Boas energias

  • Luís Felli é Responsável por Operações Agroindustriais na ETH Bioenergia

    Luís Felli é Responsável por Operações Agroindustriais na ETH Bioenergia

Vivendo momento de efervescência, setor bioenergético brasileiro transforma perpectivas de vida e carreira

Nos últimos anos, o advento do carro flex e a busca por fontes limpas de energia elevaram a importância e a competitividade do setor de bioenergia brasileiro, que  ganhou relevância no cenário nacional e atraiu olhares de países determinados a reduzir suas emissões de gases causadores de efeito estufa.

Hoje, é um setor que oferece oportunidade de trabalho a 1 milhão de pessoas. A produção brasileira de etanol já alcançou 25 bilhões de litros na última safra, e deve chegar aos 60 bilhões até o fim desta década. Para dobrar a produção em ritmo acelerado, o setor tem recebido altos investimentos em modernas plantas agroindustriais, que expandem, a cada dia, a produtividade na geração de energia limpa e renovável.

As inovações na cadeia produtiva – na área agrícola e industrial – reafirmam também o compromisso com a sustentabilidade. A mecanização da colheita de cana dispensa as queimadas nos canaviais. Essa evolução, que alcança hoje 63% dos canaviais do Estado de São Paulo, o maior centro produtor do país, elevou a produtividade e mudou definitivamente o perfil dos trabalhadores da bioenergia, sobretudo daqueles que atuam nas lavouras. Dessa forma, para continuar crescendo, o maior desafio dos produtores é recrutar força de trabalho qualificada e apta a operar as novas tecnologias com segurança e respeito ao meio ambiente.

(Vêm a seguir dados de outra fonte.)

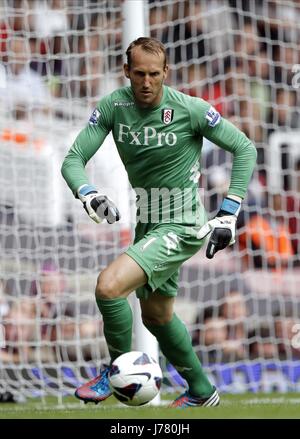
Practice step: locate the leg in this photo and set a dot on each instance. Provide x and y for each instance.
(175, 343)
(114, 284)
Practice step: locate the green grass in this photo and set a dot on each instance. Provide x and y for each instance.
(245, 406)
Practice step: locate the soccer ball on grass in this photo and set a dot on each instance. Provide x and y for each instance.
(135, 378)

As empresas que ingressaram recentemente no setor, como a ETH, notaram que reunir profissionais capacitados significa formar suas próprias equipes. Por isso, grandes empresas de todo o Brasil estão implantando programas de qualificação. Em parceria com instituições públicas e privadas, como Senai (Serviço Nacional de Aprendizagem Industrial) e o Centro Paula Souza, buscam capacitar os trabalhadores e adaptá-los à nova realidade. O constante desenvolvimento garante oportunidades diferenciadas e confere a esses profissionais um verdadeiro plano de carreira.

Nesse cenário, a ETH criou um programa de formação e qualificação que permeia toda a sua estrutura e abrange 15 mil Integrantes das nove unidades agroindustriais nos estados de São Paulo, Mato Grosso, Mato Grosso do Sul e Goiás. Denominado Excelência ETH, o programa aproxima os integrantes das áreas Agrícola e Industrial da capacitação para a gestão de desempenho, a partir do conceito do ser “Dono do seu Negócio”, fundamentado na Tecnologia Empresarial Odebrecht (TEO). Mais do que fornecer conteúdo para exercer uma única função, esse programa leva os integrantes de volta às salas de aula, de onde sairão, após meses de qualificação, com uma ampla visão do processo produtivo e vislumbrando seus próximos passos dentro do setor bioenergético. Conceitos de Saúde, Segurança e Meio Ambiente também somam novas e diferenciadas capacitações a esses profissionais.

Hoje, o setor bioenergético transforma municípios, vidas e carreiras. O momento efervescente no qual ele se encontra motiva a população a buscar novos rumos profissionais.

As novas oportunidades fornecidas nesses ambientes, em poucos meses, alteram profundamente o perfil das comunidades, com a elevação da renda e o aquecimento da economia local. O crescimento da qualificação da população reflete-se quase de forma imediata na melhoria da qualidade de vida.

O setor de Bioenergia encontra-se em um momento ímpar nos cenários nacional e internacional, e a ETH trabalha para que seus integrantes estejam aptos  a superar seus desafios pessoais e profissionais, de modo a acompanharem o crescimento da empresa e da Organização Odebrecht.